Three of the four impending patches are considered "critical," addressing vulnerabilities in Windows and Microsoft Office that could open the door for hackers to launch remote code execution attacks.
"Bulletin 2 will have a huge impact as it affects Windows 7 desktop users and Windows 2008 R2 servers, which are Microsoft's most current and widely deployed desktop and server solutions," said Don Leatham, senior director of solutions and strategy for security company Lumension, in an e-mail. "IT departments with Windows 7 and/or Windows 2008 R2 should be ready to prioritize this bulletin."

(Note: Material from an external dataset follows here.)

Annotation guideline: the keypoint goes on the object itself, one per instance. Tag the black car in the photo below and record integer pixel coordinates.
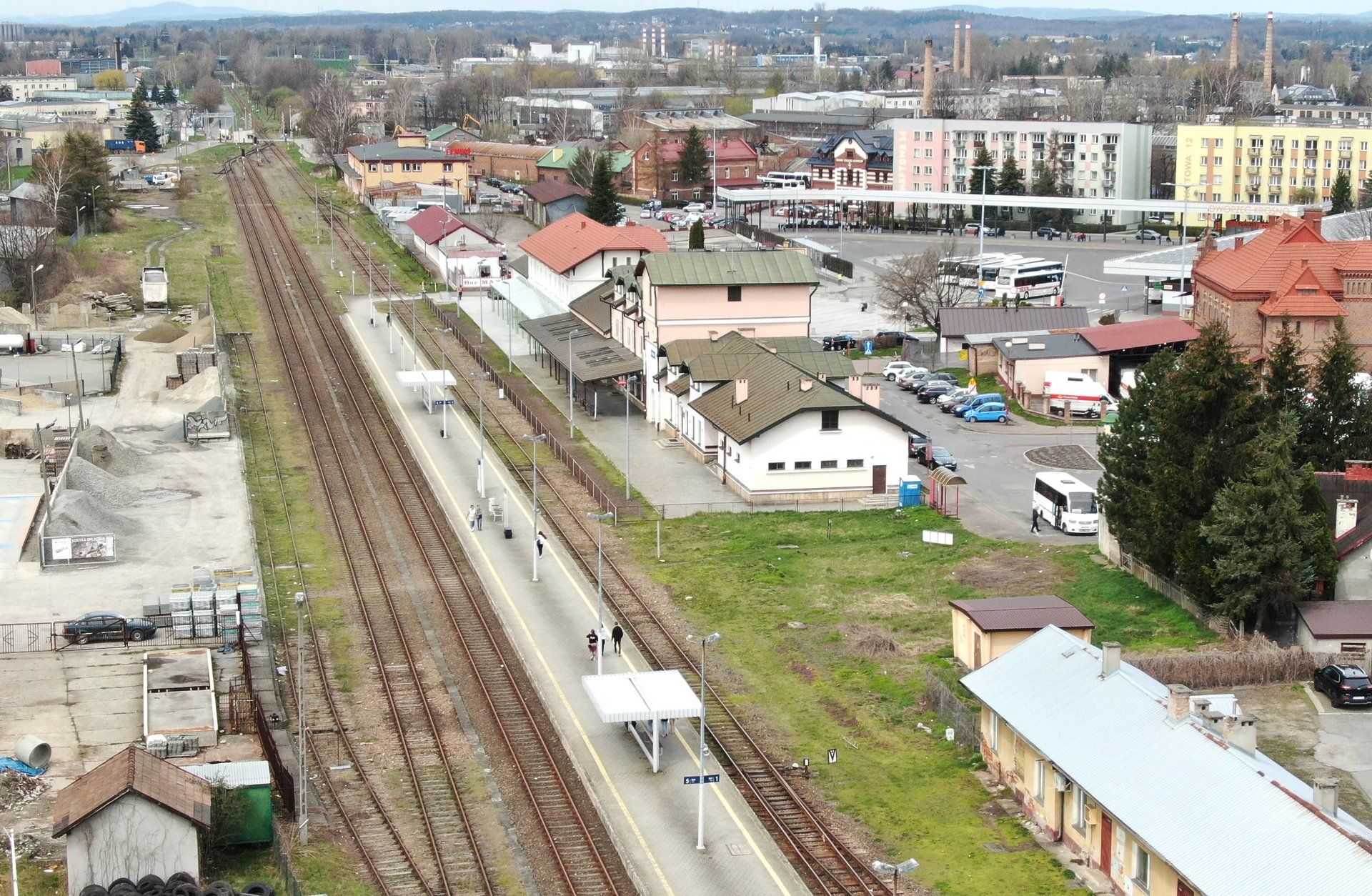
(933, 390)
(1345, 685)
(106, 624)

Microsoft's fourth security update, given the slightly less severe ranking of "important," will also address a Microsoft Office bug, which could enable hackers to launch malware remotely in certain circumstances, according to the Microsoft Advanced Notification, released Thursday.
Security experts maintained that while rated "important," the patch repaired a serious vulnerability in Microsoft Outlook, which will inevitably have a significant impact on its user base.
"Bulletin 4 is only rated important, but we do want to strongly encourage users to pay attention to this since it addresses a vulnerability in Microsoft Outlook, Microsoft's hugely popular e-mail client," Leatham said. "Vulnerabilities in e-mail clients are always a concern."
Included in the July patch load is a fix for a critical security vulnerability in the Windows Help and Support Center, affecting Windows XP and Windows Server 2003, which has already been exploited by hackers in what Microsoft calls "limited, targeted active attacks."
The Help Center flaw received copious media play in June when Google engineer Tavis Ormandy, publicly disclosed the flaw and published proof of concept exploit code only a few days after reporting it to Microsoft, fueling the already heated debate in the security community regarding responsible disclosure practices.
If exploited, the Help Center bug could enable hackers to launch attacks on users by creating a malicious Web page or infecting a link embedded in an e-mail. Hackers would then entice a user to visit the infected page or link, usually through some social engineering scheme.
In addition, Microsoft plans to address a vulnerability in the Canonical Display Driver function, first reported in a security advisory in May, which could enable an attacker to launch a denial of service attack that would completely shut down a user's computer with an automatic restart.
Microsoft said in its May advisory that the chances of hackers exploiting the vulnerability in remote code execution attacks were slim. Thus far, there doesn't appear to be active attacks leveraging the flaw in the wild, Microsoft said.
"Although it is possible that the vulnerability could allow code execution, successful code execution is unlikely due to memory randomization," Microsoft said.
Meanwhile, Jerry Bryant, Microsoft group manager for response communications, reminded users that Microsoft would phase out its support for Windows 2000 and Windows XP SP2 platforms in July.
"Customers should actively seek out either a supported operating system or the latest service pack in order to keep receiving necessary security updates," Bryant said.